Verbot von Erlegerbildern im Internet

Fototourismus ist akzeptiert. Fragwürdige Fotos erlegter Tiere hingegen sorgen im Internet häufig für Kritik an der Jagd.   Quelle: Martinsohn/DJV
Fototourismus ist akzeptiert. Fragwürdige Fotos erlegter Tiere hingegen sorgen im Internet häufig für Kritik an der Jagd. Quelle: Martinsohn/DJV

Namibischer Umweltminister verbietet Veröffentlichung von Erlegerbildern im Internet. In einem Memorandum richtet sich der Namibische Umwelt- und Tourismusminister Pohamba Shifeta an Gastjäger und Einheimische. Er verbietet den Inhabern von Namibischen Jagdlizenzen, Bilder von erlegtem Wild in den sozialen Netzwerken zu posten. Die deutsche Delegation des Internationalen Rates zur Erhaltung des Wildes und der Jagd (CIC) und der Deutsche Jagdverband (DJV) begrüßen diesen Vorstoß.  

 

(Windhoek/Berlin, 4. Juli 2018) In einem gestern veröffentlichten Schreiben verweist der Namibische Minister für Umwelt und Tourismus auf das künftige Verbot, Fotos von erlegtem Wild in den sozialen Netzwerken einzustellen und zu verbreiten. Diese Bilder sind aus der Sicht von Minister Shifeta unethisch und werfen „ein schlechtes Licht auf das Ansehen der gut regulierten Jagd“ in seinem Land. In Zukunft ist das Verbot Bedingung zur Erteilung einer Jagderlaubnis. Es ist verboten, sogenannte „Erlegerbilder“ in anderer Form als zu rein privaten Zwecken zu nutzen.
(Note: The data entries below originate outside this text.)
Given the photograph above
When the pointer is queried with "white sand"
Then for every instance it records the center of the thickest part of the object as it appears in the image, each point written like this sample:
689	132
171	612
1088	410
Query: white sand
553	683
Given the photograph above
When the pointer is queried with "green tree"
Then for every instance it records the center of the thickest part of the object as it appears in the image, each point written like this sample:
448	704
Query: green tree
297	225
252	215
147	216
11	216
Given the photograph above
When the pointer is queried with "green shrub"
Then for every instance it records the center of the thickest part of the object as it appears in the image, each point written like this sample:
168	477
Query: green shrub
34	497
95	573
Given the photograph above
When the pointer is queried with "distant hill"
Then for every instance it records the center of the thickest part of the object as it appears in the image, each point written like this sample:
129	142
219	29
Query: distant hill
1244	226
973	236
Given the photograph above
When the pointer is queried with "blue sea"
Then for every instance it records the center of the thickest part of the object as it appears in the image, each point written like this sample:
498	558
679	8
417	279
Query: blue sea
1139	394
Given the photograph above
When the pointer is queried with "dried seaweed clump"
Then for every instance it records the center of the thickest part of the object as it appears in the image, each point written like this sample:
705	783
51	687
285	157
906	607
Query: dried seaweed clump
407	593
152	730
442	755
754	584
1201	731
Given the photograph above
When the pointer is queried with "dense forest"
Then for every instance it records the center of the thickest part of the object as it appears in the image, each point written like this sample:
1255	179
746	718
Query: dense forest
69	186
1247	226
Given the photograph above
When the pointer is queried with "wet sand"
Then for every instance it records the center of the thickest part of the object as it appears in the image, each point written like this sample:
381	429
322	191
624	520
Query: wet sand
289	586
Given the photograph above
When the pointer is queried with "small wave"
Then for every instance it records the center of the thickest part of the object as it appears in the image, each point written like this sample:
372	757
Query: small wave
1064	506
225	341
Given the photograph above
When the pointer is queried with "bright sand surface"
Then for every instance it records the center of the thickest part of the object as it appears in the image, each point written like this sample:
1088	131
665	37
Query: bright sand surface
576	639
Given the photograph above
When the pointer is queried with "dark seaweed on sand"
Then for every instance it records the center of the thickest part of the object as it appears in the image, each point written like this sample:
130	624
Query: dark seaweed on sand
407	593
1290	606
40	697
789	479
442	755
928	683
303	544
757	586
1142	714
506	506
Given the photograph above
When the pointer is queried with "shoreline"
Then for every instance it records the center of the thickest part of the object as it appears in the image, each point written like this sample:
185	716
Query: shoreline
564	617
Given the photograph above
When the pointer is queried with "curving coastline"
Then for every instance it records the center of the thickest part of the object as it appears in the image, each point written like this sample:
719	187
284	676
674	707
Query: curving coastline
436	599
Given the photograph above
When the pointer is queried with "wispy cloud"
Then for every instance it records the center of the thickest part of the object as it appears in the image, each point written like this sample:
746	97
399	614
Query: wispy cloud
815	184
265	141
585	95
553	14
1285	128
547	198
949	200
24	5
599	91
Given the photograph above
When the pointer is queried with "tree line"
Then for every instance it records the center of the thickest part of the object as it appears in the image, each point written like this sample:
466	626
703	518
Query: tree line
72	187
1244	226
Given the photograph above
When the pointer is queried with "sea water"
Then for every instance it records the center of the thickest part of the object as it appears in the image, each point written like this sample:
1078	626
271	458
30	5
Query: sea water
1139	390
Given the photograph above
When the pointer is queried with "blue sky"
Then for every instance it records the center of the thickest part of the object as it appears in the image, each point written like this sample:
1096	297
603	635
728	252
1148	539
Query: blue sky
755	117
Auf diesen Vorstoß aus Namibia reagiert der CIC erfreut: "Fragwürdige Erlegerfotos gehören nicht in die sozialen Medien. Wir haben häufig genug erlebt, welchen Schaden sie anrichten“, so Dr. Wilhelm von Trott zu Solz, Leiter der Deutschen Delegation des CIC. „Erst am vergangenen Wochenende haben würdelose Bilder einer US-Amerikanerin mit einer in Südafrika erlegten Giraffe für massive Irritationen in den Medien gesorgt. Ich habe für solche Bilder kein Verständnis.“

Auch hierzulande sorgen Bilder von erlegtem Wild häufig für hitzige Diskussionen in den sozialen Medien. Menschen, die nichts mit Jagd zu tun haben, reagieren meist mit Unverständnis auf blutige Tierkadaver, hinter denen ein Jäger posiert. „Viele Erlegerfotos würden den Frühstückstest nicht bestehen: Wir sollten uns selbstkritisch fragen, was Frau Maier von nebenan beim Biss in ihr Frühstücksbrötchen empfindet, wenn sie etwa das  Foto vom abgeschnittenen Kopf eines Rehbocks sieht, der auf dem Boden einer zugemüllten Garage liegt", sagte DJV-Präsident Hartwig Fischer. Das sei nicht unser Verständnis von Ethik in der Jagd und mit Sicherheit keine Werbung für unser Handwerk, so Fischer weiter.

Das Handwerk Jagd kann durchaus in Form von Bildern gezeigt werden. CIC und DJV rufen ihre Mitglieder dazu auf, beim Anfertigen von Erinnerungsfotos Respekt vor dem Wild und Empathie für Außenstehende in den Vordergrund zu stellen. DJV-Pressesprecher Torsten Reinwald appelliert an die Ausbilderinnen und Ausbilder von künftigen Jägerinnen und Jägern, den Umgang mit sozialen Medien und das Auftreten in der Öffentlichkeit stärker zu thematisieren.